Il suit une formation musicale au C.N.R. et au Conservatoire National Supérieur de Musique et de Danse de Paris, couronnée par de nombreux premiers prix : harmonie, contrepoint, fugue (dans la classe de Thierry ESCAICH), direction de chœur (dans la classe de Patrick MARCO), direction de chant grégorien, écriture XXe siècle et contrepoint Renaissance. Il obtient le Certificat d’Aptitude à la direction d’ensembles vocaux en 2005.

Parallèlement à des études de chant avec Nicole FALLIEN, et de direction d’orchestre avec Jean-Jacques WERNER, il prend la direction de plusieurs ensembles vocaux spécialisés en musique ancienne et baroque.

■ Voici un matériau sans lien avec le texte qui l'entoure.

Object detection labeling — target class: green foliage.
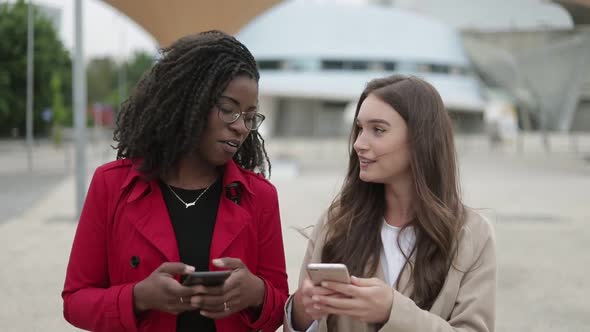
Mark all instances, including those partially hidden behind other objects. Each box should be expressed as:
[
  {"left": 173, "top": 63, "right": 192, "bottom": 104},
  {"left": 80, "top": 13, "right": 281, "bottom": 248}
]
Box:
[{"left": 0, "top": 0, "right": 72, "bottom": 136}]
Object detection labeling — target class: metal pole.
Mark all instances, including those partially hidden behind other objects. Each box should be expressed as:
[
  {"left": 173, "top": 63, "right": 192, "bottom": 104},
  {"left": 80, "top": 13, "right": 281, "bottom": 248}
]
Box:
[
  {"left": 26, "top": 1, "right": 35, "bottom": 173},
  {"left": 73, "top": 0, "right": 86, "bottom": 216}
]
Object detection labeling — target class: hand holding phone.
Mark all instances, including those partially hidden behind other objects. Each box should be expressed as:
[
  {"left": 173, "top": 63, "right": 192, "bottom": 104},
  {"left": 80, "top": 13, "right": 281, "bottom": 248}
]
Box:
[{"left": 307, "top": 263, "right": 350, "bottom": 286}]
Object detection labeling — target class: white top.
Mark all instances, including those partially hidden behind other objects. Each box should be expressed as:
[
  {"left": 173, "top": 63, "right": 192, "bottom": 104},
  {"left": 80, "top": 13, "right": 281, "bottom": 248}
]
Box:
[
  {"left": 287, "top": 219, "right": 416, "bottom": 332},
  {"left": 380, "top": 219, "right": 416, "bottom": 287}
]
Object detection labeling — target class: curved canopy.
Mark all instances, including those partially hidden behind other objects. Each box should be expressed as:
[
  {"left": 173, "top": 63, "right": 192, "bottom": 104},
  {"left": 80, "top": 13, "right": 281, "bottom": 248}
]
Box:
[
  {"left": 103, "top": 0, "right": 280, "bottom": 47},
  {"left": 238, "top": 1, "right": 468, "bottom": 65}
]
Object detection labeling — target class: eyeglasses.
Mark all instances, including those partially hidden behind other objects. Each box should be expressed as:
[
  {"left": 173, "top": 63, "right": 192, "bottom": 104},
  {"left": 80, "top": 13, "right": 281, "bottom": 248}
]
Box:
[{"left": 216, "top": 102, "right": 265, "bottom": 130}]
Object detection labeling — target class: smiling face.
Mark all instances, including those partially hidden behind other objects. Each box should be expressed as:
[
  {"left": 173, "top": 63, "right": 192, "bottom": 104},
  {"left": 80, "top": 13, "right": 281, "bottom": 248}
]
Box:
[
  {"left": 354, "top": 94, "right": 410, "bottom": 183},
  {"left": 198, "top": 76, "right": 258, "bottom": 167}
]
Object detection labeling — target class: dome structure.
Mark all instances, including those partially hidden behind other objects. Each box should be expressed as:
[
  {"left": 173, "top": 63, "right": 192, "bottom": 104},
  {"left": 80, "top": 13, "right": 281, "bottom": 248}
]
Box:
[{"left": 236, "top": 1, "right": 486, "bottom": 136}]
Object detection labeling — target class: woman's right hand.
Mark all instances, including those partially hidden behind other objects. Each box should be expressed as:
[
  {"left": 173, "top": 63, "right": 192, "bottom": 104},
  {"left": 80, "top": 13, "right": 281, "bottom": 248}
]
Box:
[
  {"left": 133, "top": 262, "right": 195, "bottom": 314},
  {"left": 291, "top": 278, "right": 342, "bottom": 331}
]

Avec la Maîtrise des Petits Chanteurs de Saint-Christophe, qu’il dirige depuis 1995, il enregistre en 2000 le Requiem et les Lamentations de Jean GILLES, en 2003 la Matthaüs Passion de H.SCHÜTZ et en 2004 les Geistliche Lieder de J. BRAHMS et A. BRUCKNER.

En janvier 2000, Lionel SOW est le directeur artistique de l’ensemble vocal Les Temperamens, et en septembre 2002, il devient l’assistant de Nicole CORTI à la Maîtrise de Notre-Dame de Paris où il assure la direction du chœur d’enfants.

Depuis 2004, il dirige régulièrement le Chœur de Radio France pour des concerts a capella ou la préparation de programmes avec orchestre.

En septembre 2006, Lionel SOW prend la direction de l’ensemble de la Maîtrise Notre-Dame de Paris (Chœur d’enfants, Jeune Ensemble et Chœur d’adultes).